Catastrophes naturelles : Le programme GARD lancé à Madagascar

Jacaranda
Le programme GARD ambitionne d’apporter une complémentarité et une amélioration aux plans d’urgence des aéroports internationaux gérés par ADEMA.

La Grande Île est le premier pays de la sous-région à bénéficier du programme GARD ou « Get Airports Ready for Disaster ».

La survenue  de catastrophes naturelles expose  les aéroports internationaux de la Grande Île à des défis de taille. Gestion des pointes de trafics et charges de vols supplémentaires liés aux services humanitaires et aux réponses aux urgences n’en sont que quelques-uns. Une situation qui pourrait conduire à des catastrophes humanitaires si des mesures adéquates ne sont pas prises. Les défis en question rendent, en effet, difficile les opérations d’acheminement des matériels de secours, le chargement et déchargement des avions de marchandises ou encore la gestion professionnelle des entreposages. Des difficultés vécues par les aéroports internationaux malgaches malgré l’existence de plans d’urgence validés par l’Aviation Civile de Madagascar et qui devraient permettre de meilleures réponses face aux besoins des situations humanitaires. Le lancement de la formation pour le renforcement des capacités des aéroports internationaux de Toamasina, Antsiranana, Mahajanga, Fort-Dauphin et Antananarivo arrive à point nommé. Entrant dans le cadre du programme GARD ou « Get Airports Ready for Disaster » mis en œuvre conjointement par le BNGRC (Bureau National de Gestion des Risques et Catastrophes), Adema (Aéroport de Madagascar), « Deutsch Posts DHL Groupe », OCHA (Bureau de Coordination des Affaires Humanitaires auprès des  Nations unies) et PAM (Programme Alimentaire Mondial), la formation entend « optimiser les niveaux de préparation des installations aéroportuaires« . Ce, par le renforcement des capacités « des personnes ressources de tous les aéroports et des services centraux pour tous les services concernés ».

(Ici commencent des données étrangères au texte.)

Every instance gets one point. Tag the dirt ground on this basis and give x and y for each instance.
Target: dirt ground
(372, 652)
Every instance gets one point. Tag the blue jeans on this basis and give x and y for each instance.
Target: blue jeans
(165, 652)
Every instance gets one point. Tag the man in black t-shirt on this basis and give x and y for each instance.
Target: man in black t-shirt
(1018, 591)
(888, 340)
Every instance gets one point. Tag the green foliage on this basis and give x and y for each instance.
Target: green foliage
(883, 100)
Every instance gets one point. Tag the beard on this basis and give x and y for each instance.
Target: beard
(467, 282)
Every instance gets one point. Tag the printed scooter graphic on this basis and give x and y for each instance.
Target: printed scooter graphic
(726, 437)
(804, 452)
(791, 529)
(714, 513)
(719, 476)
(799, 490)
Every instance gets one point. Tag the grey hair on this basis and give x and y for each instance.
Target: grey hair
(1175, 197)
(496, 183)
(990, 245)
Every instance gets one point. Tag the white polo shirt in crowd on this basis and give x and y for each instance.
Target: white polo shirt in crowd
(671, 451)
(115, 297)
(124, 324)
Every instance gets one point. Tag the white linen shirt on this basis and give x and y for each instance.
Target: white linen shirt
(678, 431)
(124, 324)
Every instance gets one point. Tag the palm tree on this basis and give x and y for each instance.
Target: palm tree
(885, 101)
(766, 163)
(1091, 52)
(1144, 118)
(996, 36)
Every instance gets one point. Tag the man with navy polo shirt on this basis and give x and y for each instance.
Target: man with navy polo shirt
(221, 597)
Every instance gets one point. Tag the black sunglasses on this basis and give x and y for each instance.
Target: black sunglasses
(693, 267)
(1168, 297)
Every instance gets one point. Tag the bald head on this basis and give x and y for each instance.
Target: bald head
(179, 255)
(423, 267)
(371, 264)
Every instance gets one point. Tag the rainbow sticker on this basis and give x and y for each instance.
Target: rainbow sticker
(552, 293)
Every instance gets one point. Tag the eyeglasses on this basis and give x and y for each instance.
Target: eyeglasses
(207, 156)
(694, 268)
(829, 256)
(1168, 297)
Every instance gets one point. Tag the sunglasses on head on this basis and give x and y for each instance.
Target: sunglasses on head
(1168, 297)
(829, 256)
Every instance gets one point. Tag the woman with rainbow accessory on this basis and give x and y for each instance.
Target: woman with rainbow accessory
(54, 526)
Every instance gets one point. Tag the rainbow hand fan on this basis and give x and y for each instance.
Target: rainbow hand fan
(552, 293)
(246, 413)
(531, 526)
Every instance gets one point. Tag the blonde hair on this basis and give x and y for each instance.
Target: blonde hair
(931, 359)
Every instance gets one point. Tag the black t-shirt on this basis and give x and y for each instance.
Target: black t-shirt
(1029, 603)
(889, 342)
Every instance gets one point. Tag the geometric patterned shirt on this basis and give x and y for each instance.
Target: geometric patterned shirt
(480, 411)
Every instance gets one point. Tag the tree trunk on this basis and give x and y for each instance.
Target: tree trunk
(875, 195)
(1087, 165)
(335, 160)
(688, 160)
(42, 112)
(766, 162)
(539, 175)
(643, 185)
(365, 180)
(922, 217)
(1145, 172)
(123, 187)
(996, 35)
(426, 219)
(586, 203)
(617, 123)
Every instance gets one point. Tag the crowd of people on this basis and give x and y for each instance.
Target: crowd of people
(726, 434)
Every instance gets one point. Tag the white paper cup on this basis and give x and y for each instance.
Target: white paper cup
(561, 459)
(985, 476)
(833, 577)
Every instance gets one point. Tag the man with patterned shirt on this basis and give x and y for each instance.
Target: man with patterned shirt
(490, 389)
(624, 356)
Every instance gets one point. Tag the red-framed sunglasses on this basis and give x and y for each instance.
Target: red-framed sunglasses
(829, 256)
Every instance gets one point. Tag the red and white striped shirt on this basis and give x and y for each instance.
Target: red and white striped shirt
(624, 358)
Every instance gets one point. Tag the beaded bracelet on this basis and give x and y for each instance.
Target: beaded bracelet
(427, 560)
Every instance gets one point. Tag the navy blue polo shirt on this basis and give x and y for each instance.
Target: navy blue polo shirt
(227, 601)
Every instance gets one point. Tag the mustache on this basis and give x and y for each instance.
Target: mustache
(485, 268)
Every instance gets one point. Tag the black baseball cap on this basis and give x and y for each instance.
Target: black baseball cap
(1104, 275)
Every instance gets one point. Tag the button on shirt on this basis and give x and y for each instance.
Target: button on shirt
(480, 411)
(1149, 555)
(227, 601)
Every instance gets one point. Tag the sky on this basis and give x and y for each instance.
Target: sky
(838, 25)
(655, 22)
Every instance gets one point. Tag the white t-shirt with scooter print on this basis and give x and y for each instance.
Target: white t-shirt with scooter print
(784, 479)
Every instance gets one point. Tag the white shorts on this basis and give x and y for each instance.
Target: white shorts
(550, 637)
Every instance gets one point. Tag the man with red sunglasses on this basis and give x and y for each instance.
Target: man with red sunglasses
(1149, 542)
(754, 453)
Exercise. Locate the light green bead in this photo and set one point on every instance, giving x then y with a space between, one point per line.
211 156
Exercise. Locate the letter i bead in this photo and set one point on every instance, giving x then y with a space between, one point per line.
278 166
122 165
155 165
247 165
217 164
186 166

Réponse. « Les leçons apprises de l’expérience de Madagascar dans la gestion de la situation d’urgence au lendemain de la catastrophe causée par le cyclone Enawo en 2017 ont mis en évidence la nécessité d’améliorer la capacité des aéroports internationaux du pays« . Propos du Colonel Elack Olivier Andriankaja, Secrétaire Exécutif du BNGRC, qui constituent l’esprit de l’initiative de la mise en place du programme GARD à Madagascar. Ladite mise en place qui est « le fruit de plaidoyer mené par le BNGRC et l’Adema dans le cadre de la mise en œuvre de la stratégie nationale de gestion des risques et catastrophes » selon les dires de Marie Dimont, représentante résidente du PNUD ou Programme des Nations Unies pour le Développement à Madagascar. Et qui vise à « optimiser les niveaux de préparation des installations aéroportuaires du pays (…) Ce dans le dessein de rectifier les insuffisances de ces derniers (…) et de faciliter les services humanitaires  » d’après les explications de Herison Andriamihafy, DG  de l’Adema. Il conviendrait de noter que le programme GARD a été mis en place il y a dix ans par une collaboration entre la « Deutsch Posts DHL Groupe » et le PNUD. Un programme qui correspond à  » la prévention globale et des mesures préventives mises à la disposition des aéroports exposées aux défis inhérents aux catastrophes naturelles et à leurs conséquences » selon les dires Yves Andrianarison, directeur pays de « Deutsch Posts DHL Groupe ». S’inscrivant comme une démarche englobant toutes les phases de gestion des catastrophes : préparation situation d’urgence, intervention et réhabilitation, le programme GARD ne serait que bénéfique pour les aéroports internationaux malgaches. Mais surtout pour le pays tout entier qui, de part sa nature d’état insulaire, n’est pas à l’abri des catastrophes naturelles.